While investigating stability issues, I’ve found a few things that may need addressing.
Sitecore updates indexes in batches. This is good in general, but it turned out it may be very memory hungry. There are essentially two config parameters you can control the batch size with:
<setting name="ContentSearch.ParallelIndexing.Enabled" value="true" />
<setting name="ContentSearch.IndexUpdate.BatchSize" value="300" />
The default config above, essentially means Sitecore will start multiple threads processing 300 indexable objects each. This might not be an issue at all, but when combined with a multi-language setup, media indexing and crazy authors, this may become a real problem.
Let’s say you have 30+ languages in a solution. When uploading a media item, Sitecore creates a version on every language. (Yes, you can disable this, but you need a version on each language in order to have localized meta data, such as
alt-texts on images etc.) When Sitecore indexes this, all these 30+ versions will be loaded as individual “Indexable” items into the indexing batch. On a media item, such as a PDF, the binary data will be extracted and placed into a BatchUpdateContext queue that’ll be sent to Solr (or whatever search provider you use). While in the batch, they are all loaded into RAM as individual copies waiting to be handled by Solr.

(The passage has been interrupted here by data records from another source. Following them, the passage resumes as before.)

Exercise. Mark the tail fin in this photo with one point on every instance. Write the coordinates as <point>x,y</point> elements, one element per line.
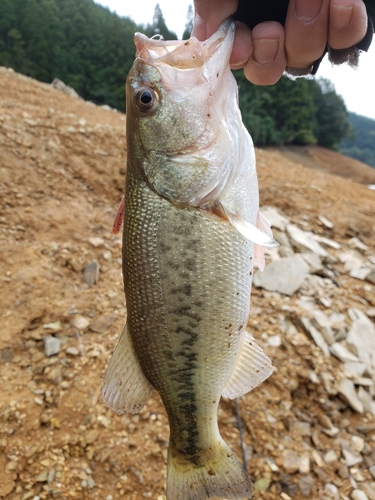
<point>220,475</point>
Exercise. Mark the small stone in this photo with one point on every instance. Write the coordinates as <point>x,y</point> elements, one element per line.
<point>262,484</point>
<point>330,457</point>
<point>351,457</point>
<point>91,273</point>
<point>291,461</point>
<point>101,324</point>
<point>284,276</point>
<point>304,466</point>
<point>358,495</point>
<point>332,490</point>
<point>80,322</point>
<point>342,353</point>
<point>300,428</point>
<point>51,345</point>
<point>347,390</point>
<point>358,443</point>
<point>305,485</point>
<point>42,477</point>
<point>328,224</point>
<point>274,341</point>
<point>96,242</point>
<point>72,351</point>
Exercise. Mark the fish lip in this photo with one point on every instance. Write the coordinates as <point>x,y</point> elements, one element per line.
<point>183,54</point>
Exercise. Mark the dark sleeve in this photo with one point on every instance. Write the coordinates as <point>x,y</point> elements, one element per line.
<point>253,12</point>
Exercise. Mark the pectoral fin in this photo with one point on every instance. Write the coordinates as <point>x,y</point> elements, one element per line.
<point>252,368</point>
<point>265,227</point>
<point>250,231</point>
<point>125,387</point>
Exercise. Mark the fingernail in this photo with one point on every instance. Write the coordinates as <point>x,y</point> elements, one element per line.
<point>265,50</point>
<point>307,10</point>
<point>341,15</point>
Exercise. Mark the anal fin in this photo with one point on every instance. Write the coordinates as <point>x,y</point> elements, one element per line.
<point>253,366</point>
<point>125,387</point>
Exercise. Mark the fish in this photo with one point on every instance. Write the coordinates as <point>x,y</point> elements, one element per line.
<point>192,232</point>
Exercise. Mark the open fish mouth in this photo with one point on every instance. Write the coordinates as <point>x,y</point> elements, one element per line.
<point>212,54</point>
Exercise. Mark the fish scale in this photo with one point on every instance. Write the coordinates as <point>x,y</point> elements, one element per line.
<point>190,224</point>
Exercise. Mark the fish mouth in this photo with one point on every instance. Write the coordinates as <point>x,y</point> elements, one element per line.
<point>186,54</point>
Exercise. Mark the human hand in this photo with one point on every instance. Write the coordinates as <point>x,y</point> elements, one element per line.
<point>265,51</point>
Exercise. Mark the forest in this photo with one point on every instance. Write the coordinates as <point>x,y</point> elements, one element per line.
<point>91,49</point>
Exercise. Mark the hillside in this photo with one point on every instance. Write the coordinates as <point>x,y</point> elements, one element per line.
<point>309,430</point>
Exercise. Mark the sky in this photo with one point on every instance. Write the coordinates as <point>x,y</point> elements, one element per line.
<point>355,86</point>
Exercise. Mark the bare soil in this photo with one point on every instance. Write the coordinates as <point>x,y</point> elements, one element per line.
<point>62,165</point>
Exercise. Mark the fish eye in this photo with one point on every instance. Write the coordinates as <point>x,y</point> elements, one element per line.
<point>146,99</point>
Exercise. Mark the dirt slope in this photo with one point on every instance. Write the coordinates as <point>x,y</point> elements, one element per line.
<point>62,164</point>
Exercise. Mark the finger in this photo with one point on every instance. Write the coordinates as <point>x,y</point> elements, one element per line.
<point>242,47</point>
<point>347,23</point>
<point>209,14</point>
<point>306,31</point>
<point>268,61</point>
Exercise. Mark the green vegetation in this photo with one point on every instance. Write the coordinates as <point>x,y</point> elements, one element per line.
<point>92,49</point>
<point>362,143</point>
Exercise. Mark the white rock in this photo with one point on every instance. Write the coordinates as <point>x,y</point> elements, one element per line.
<point>80,322</point>
<point>358,495</point>
<point>274,217</point>
<point>361,338</point>
<point>327,223</point>
<point>347,390</point>
<point>96,242</point>
<point>284,276</point>
<point>341,352</point>
<point>304,241</point>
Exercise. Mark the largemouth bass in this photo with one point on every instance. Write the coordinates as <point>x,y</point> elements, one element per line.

I found a document uploaded by an author that became over 20 million characters when extracted into the
_content computed field. Given that each char is two bytes, this 40MB string times the number of language versions occupied almost 1GB of RAM while being in the indexing queue.
We did have a lot of indexing issues, but I found this by accident while analyzing a memory dump. I looked at what media items where in the database and found that if I’m unlucky, two threads with 300 indexables can easily consume all my 32GB RAM and crash the process…
Quick solution to this was to just reduce the BatchSize, so that fewer large objects would go into SolrBatchUpdateContext.
Long term solution is to replace the entire
_content computed fields with something more optimized. I rarely find any good use of this field anyway, since it doesn’t perform proper language stemming anyway. Nor does it make sense to load the shared binary data over and over again for each language when indexing it. Extracting useful content into a separate shared, hidden, text field at upload is much more efficient.